Many people think that that sort of thing ought to work on a desktop system, but if your audio setup is quite static and you are never confronted with the issue in the first place, you can probably get away without PulseAudio.

Maintainers for desktop "critical infrastructure"

Posted Jan 19, 2017 13:42 UTC (Thu) by Wol (subscriber, #4433) [Link] (4 responses)

Our home system is multi-user. We'll typically have three or four people logged in on vt7, vt8 etc. And as soon as the currently active user does something with sound it (often, not always) kills sound from other sessions. Not (always) welcome behaviour.

My system doesn't have PulseAudio - I gather that would give us far more control over what happens.

Cheers,
Wol

Maintainers for desktop "critical infrastructure"

Posted Jan 19, 2017 15:12 UTC (Thu) by cortana (subscriber, #24596) [Link]

I believe pulseaudio closes the sound device when the session in which it is being run goes inactive (on VT switch). So only the currently active session is able to play sound.

Maintainers for desktop "critical infrastructure"

Posted Jan 19, 2017 15:41 UTC (Thu) by zlynx (guest, #2285) [Link] (2 responses)

Most distros don't let multiple users play sound at the same time. Their vision of multiple user is the "Switch User" ability, and they try to set it up so sound, input and GPU devices change ownership to the currently active user.

With some development effort you could fix that. PulseAudio for example, has a system daemon mode. Disable the per-user pulse daemon, use the system level one, fix the socket access permissions, etc, and you could play audio from all users at once.

Maintainers for desktop "critical infrastructure"
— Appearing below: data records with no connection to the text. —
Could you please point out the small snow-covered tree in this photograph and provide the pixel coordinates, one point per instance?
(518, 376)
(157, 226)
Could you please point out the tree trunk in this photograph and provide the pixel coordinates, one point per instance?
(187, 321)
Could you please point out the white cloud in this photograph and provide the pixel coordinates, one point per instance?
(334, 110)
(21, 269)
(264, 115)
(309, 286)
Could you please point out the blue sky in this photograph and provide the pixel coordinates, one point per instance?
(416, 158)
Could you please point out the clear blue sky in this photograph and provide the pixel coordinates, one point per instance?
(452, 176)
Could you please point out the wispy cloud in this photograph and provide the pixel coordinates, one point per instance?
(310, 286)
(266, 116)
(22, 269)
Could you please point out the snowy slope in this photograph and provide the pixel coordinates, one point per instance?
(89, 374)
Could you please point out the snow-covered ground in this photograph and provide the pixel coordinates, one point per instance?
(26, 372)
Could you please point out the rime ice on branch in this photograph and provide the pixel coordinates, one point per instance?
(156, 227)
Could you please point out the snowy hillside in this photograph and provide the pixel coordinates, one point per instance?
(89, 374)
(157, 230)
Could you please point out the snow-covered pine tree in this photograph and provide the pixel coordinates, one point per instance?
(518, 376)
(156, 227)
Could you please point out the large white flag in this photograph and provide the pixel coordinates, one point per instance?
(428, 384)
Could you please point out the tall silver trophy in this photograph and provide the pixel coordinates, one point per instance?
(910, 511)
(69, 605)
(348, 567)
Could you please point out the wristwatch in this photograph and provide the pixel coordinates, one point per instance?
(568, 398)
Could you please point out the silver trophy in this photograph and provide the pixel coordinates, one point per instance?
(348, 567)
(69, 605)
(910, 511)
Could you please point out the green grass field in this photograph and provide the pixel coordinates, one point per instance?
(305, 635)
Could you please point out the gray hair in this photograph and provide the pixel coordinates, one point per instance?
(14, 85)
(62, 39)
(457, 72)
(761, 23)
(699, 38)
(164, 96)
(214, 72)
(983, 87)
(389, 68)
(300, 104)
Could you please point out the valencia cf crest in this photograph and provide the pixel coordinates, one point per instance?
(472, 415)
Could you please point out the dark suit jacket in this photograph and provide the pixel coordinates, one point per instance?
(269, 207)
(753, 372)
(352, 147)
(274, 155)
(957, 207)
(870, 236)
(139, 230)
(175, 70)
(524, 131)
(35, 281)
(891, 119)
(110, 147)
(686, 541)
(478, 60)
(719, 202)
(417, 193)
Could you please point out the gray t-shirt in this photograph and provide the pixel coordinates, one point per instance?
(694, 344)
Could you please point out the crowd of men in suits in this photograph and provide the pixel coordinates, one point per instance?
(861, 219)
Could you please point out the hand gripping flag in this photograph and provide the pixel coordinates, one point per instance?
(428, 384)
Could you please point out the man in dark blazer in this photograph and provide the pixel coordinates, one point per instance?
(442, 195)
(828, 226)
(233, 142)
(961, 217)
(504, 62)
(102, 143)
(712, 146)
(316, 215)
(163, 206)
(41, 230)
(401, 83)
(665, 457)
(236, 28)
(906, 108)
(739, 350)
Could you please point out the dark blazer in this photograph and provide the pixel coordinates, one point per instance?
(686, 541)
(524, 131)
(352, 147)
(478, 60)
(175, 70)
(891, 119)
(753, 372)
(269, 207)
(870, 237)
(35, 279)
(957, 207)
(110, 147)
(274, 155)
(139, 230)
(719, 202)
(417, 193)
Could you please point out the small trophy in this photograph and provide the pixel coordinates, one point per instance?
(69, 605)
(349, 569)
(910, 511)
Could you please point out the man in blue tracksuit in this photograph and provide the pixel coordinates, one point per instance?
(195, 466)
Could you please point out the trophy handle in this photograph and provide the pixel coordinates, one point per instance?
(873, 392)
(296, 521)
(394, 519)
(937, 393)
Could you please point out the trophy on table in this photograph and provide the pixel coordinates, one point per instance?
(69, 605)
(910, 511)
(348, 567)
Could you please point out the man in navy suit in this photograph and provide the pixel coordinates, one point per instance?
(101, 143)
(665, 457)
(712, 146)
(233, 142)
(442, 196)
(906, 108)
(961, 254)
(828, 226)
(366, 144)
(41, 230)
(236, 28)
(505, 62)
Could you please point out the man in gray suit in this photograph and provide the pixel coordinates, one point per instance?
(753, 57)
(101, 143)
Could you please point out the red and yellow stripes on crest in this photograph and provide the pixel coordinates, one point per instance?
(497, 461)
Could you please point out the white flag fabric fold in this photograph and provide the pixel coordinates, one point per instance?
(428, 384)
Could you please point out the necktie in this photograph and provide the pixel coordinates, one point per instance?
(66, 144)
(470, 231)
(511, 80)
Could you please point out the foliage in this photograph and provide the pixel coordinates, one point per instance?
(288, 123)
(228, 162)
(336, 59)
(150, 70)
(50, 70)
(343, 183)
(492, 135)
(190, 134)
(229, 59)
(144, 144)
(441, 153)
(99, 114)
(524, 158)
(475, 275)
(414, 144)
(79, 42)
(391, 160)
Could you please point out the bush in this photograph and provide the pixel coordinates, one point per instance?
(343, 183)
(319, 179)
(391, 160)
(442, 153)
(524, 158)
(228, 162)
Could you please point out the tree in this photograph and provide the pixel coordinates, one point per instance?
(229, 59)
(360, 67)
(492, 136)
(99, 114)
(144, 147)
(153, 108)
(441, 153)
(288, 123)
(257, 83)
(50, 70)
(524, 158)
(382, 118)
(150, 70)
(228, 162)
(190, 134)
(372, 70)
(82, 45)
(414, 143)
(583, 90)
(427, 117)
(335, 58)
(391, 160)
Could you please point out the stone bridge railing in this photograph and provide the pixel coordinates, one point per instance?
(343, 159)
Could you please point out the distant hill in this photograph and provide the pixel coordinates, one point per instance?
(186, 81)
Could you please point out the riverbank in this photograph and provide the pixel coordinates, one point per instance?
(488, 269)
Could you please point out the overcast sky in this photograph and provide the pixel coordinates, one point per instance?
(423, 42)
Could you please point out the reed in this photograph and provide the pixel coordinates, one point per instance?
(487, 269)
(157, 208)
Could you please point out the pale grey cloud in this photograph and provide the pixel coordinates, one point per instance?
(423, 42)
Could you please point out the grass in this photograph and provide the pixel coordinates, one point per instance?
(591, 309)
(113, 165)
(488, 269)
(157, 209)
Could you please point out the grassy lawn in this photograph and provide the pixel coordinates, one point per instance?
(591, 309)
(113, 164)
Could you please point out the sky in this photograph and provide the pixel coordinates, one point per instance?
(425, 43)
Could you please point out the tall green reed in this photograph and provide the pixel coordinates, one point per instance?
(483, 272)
Posted Jan 24, 2017 19:25 UTC (Tue) by ajmacleod (guest, #1729) [Link] (1 responses)

The multi-user system setup described is certainly something PulseAudio promised to provide, but I quickly got seriously disillusioned when I actually tried to get it working in real life. Perhaps it was just that I was too early an adopter (this was a few years ago now) but the lack of factually accurate, readable documentation on PulseAudio was utterly atrocious; none of it made any sense and much of it was conflicting. (The alternative at the time, ESD, had some fairly serious drawbacks and couldn't compete on features but at least it was possible for normal people to configure and get working.)

In the end I wiped every vestige of PA from my system; at least single-user sound worked much more efficiently and I was happy to be rid of another layer of useless bloat.

By way of comparison, JACK was comparatively simple to get working and did exactly what it promised.

Maintainers for desktop "critical infrastructure"

Posted Jan 25, 2017 9:00 UTC (Wed) by anselm (subscriber, #2796) [Link]

By way of comparison, JACK was comparatively simple to get working and did exactly what it promised.

Yes, but JACK and PulseAudio cater to completely different use cases, and therefore comparing the two is essentially comparing a fairly simple apple to a pretty complicated orange. The oft-reviled Lennart Poettering explains this in more detail.